Dans ce contexte, les parties conviennent de réviser le premier avenant de révision relatif à l’accord NAO 2024 afin de prolonger l'application des mesures temporaires jusqu'au 31 décembre 2026 et d'adapter certaines enveloppes budgétaires.
Déroulement des négociations
« Les Parties se sont rencontrées à 2 reprises lors de la négociation du second avenant NAO 2024
: 15 juin 2026 et 18 juin 2026.
Lors de ces réunions, ou lors de communications intermédiaires, la Direction a diffusé aux déléguées syndicales, les informations arrêtées au 31 mai 2026, concernant :
Les salaires par catégorie socio-professionnelle (mini, maxi et moyenne)
La répartition du personnel par catégorie et par âge
La répartition du personnel par ancienneté
La répartition par catégorie des CDD et CDI
Le nombre d’heures complémentaires et supplémentaires payées
Le temps de travail au contrat du personnel en CDI
Le nombre de nouveaux contrats par catégorie sur l’année 2025,
Nombre de licenciements ou de ruptures de contrats sur l’année 2025
La répartition hommes/femmes par catégorie
La répartition des travailleurs handicapés par catégorie socio-professionnelle
L’information sur les salaires effectifs
A l’issue de ces négociations, les Parties ont abouti sur un texte conventionnel commun et établissent donc du présent avenant. »
négociations de l’avenant
Article 1 : REVISION DE LA DUREE D’APPLICATION Les parties conviennent de reporter au 31 décembre 2026 l'échéance de l'ensemble des mesures temporaires prévues par l'accord relatif aux négociations annuelles obligatoires 2024 et son premier avenant de révision en date du 1er juillet 2025. En conséquence, les dispositions qui devaient prendre fin au 30 juin 2026 demeurent applicables jusqu'au 31 décembre 2026. Article 2 : REVISION DES ENVELOPPES BUDGETAIRES La direction a décidé de maintenir l’ensemble des primes afin de valoriser l’engagement, la disponibilité et la prise en charge de situation complexe. Pour tenir compte de l'évolution de l'activité de l'association et des financements disponibles, les enveloppes budgétaires pour les dispositifs ci-dessous sont révisées à effet rétroactif au 1er semestre 2026 :
Prime d’assiduité
Afin de reconnaître et de valoriser l'assiduité et l'engagement des salariés, il est décidé de mettre en place une prime d'assiduité. La prime d'assiduité vise à récompenser les salariés qui font preuve d'une présence régulière et assidue au sein de l'association, contribuant ainsi à assurer la continuité des services pour nos clients et nos patients. La prime sera versée trimestriellement, sur la base de l'assiduité constatée pendant la période précédente et sera proratisée en fonction du temps de travail effectué par le salarié. Pour un salarié dont le temps de travail est égal ou supérieur à 80% (28h hebdomadaire), le montant de la prime sera de
soixante-quinze euros (75€) par trimestre à compter du troisième trimestre 2026 pour tous les services ; soit 35 000 euros de coût pour l’association. Pour un salarié dont le temps de travail est inférieur à 80%, le montant de la prime sera proratisé en fonction du temps de travail effectué par le salarié.
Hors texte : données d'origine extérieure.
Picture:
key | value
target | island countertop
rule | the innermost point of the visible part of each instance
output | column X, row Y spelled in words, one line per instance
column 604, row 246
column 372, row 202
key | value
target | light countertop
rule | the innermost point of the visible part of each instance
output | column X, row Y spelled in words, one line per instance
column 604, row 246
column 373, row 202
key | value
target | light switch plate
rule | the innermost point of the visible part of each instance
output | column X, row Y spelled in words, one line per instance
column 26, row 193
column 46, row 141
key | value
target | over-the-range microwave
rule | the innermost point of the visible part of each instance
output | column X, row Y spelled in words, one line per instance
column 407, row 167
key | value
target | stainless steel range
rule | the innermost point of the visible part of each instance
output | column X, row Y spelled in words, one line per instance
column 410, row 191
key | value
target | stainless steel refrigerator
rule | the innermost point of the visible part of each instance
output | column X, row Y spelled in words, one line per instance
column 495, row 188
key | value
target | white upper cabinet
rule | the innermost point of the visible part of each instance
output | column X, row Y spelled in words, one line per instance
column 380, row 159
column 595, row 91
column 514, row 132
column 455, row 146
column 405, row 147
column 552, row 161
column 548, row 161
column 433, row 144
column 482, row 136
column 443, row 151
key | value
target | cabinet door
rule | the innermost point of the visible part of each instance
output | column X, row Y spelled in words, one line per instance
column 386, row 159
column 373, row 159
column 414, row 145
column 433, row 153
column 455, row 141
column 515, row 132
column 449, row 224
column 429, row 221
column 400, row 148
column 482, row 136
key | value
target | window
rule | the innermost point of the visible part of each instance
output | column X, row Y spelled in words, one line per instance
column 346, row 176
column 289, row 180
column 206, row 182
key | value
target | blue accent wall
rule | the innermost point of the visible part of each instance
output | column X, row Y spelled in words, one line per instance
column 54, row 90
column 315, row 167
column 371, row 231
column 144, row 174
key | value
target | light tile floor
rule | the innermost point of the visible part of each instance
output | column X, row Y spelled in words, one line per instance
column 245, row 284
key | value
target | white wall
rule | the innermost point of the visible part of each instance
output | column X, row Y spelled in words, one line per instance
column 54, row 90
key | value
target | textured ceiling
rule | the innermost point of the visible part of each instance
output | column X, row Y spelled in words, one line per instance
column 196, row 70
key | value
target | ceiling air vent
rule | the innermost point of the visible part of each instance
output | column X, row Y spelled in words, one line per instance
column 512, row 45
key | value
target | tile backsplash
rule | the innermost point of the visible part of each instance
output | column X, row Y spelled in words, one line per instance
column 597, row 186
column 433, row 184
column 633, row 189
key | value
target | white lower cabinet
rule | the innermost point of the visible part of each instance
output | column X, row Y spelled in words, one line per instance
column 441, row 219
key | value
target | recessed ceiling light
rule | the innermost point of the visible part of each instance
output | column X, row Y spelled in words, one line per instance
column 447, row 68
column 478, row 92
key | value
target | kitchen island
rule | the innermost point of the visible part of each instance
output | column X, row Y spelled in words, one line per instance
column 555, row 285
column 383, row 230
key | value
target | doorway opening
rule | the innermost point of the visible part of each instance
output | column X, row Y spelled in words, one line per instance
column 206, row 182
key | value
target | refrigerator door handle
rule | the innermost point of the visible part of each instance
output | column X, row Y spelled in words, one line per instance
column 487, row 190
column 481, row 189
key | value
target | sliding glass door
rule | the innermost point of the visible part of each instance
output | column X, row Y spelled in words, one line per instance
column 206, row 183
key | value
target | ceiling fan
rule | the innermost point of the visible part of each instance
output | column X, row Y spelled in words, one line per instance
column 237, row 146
Pour bénéficier de la prime d'assiduité, les salariés doivent justifier d'une ancienneté minimale de 6 mois. Cette condition permet de reconnaître l'engagement et la fidélité des collaborateurs sur le long terme. L'ancienneté sera calculée à partir de la date d'entrée du salarié dans l’association, telle que mentionnée dans son contrat de travail. La prime est calculée trimestriellement de la façon suivante :
Soixante-quinze euros nets (75€) pour le salarié dont le temps de travail est égal ou supérieur à 80%, et au prorata du temps au contrat pour les contrats inférieurs à 80%, si aucune absence n’est constatée sur le trimestre concerné ;
Zéro euros (0€) si 1 absence constatée sur la période (arrêt maladie, arrêt pour accident de travail, absence injustifiée, absence non-rémunérée, congé sans solde, congé maternité, congé parental, congé proche aidant).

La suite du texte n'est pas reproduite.